Sci Rep. 2025 Apr 18;15(1):13501. doi: 10.1038/s41598-025-98523-w.
Breast cancer is a leading killer and has been deepened by COVID-19, which affected diagnosis and treatment services. The absence of a rapid, efficient, accurate diagnostic tool remains a pressing issue for this severe disease. Thus, it is still possible to encounter issues concerning diagnostic accuracy and utilization of errors in the sphere of machine learning, deep learning, and transfer learning models.

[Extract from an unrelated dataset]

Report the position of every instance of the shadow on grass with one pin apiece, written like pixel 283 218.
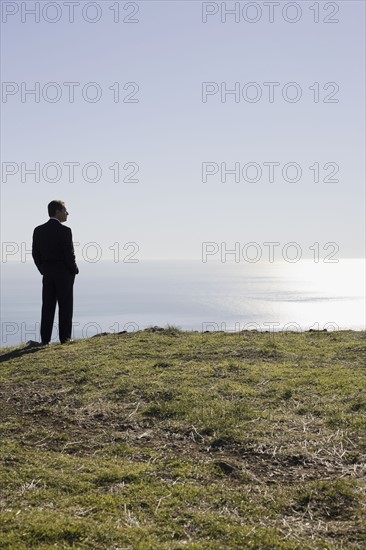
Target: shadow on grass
pixel 30 347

This paper presents a new model combining EfficientNetB0 and ResNet50 to improve the classification of breast histopathology images into IDC and non-IDC classes. The implementation steps, it include resizing all the images to be of a standard size of 128*128 pixels and then performing normalization to enhance the learning model. EfficientNetB0 is selected for its efficient yet effective performance while ResNet50 employs deep residual connections to overcome the vanishing gradient problem. The proposed model that incorporates some of the characteristics from both architectures turns out to be very resilient and accurate in classification. The model demonstrates superior performance with an accuracy of 94%, a Mean Absolute Error (MAE) of 0.0628, and a Matthews Correlation Coefficient (MCC) of 0.8690. These results outperform previous baselines and show that the model performs well in achieving a good trade-off between precision and recall. The comparison with the related works demonstrates the superiority of the proposed ensemble approach in terms of accuracy and complexity, which makes it efficient for practical breast cancer diagnosis and screening.
乳腺癌是主要杀手,且受新冠疫情影响诊断和治疗服务,情况愈发严重。对于这种严重疾病而言,缺乏快速、高效、准确的诊断工具仍是紧迫问题。因此,在机器学习、深度学习和迁移学习模型领域,仍可能遇到诊断准确性和错误利用方面的问题。本文提出一种结合EfficientNetB0和ResNet50的新模型,以改善乳腺组织病理学图像分类为浸润性导管癌(IDC)和非IDC类别的效果。实施步骤包括将所有图像调整为标准大小128*128像素,然后进行归一化以增强学习模型。选择EfficientNetB0是因其高效且有效,而ResNet50采用深度残差连接来克服梯度消失问题。结合两种架构部分特征的所提模型在分类中表现出很强的适应性和准确性。该模型表现卓越,准确率达94%,平均绝对误差(MAE)为0.0628,马修斯相关系数(MCC)为0.8690。这些结果优于先前的基线,表明该模型在实现精度和召回率之间的良好平衡方面表现出色。与相关工作的比较证明了所提集成方法在准确性和复杂性方面的优越性,这使其在实际乳腺癌诊断和筛查中效率很高。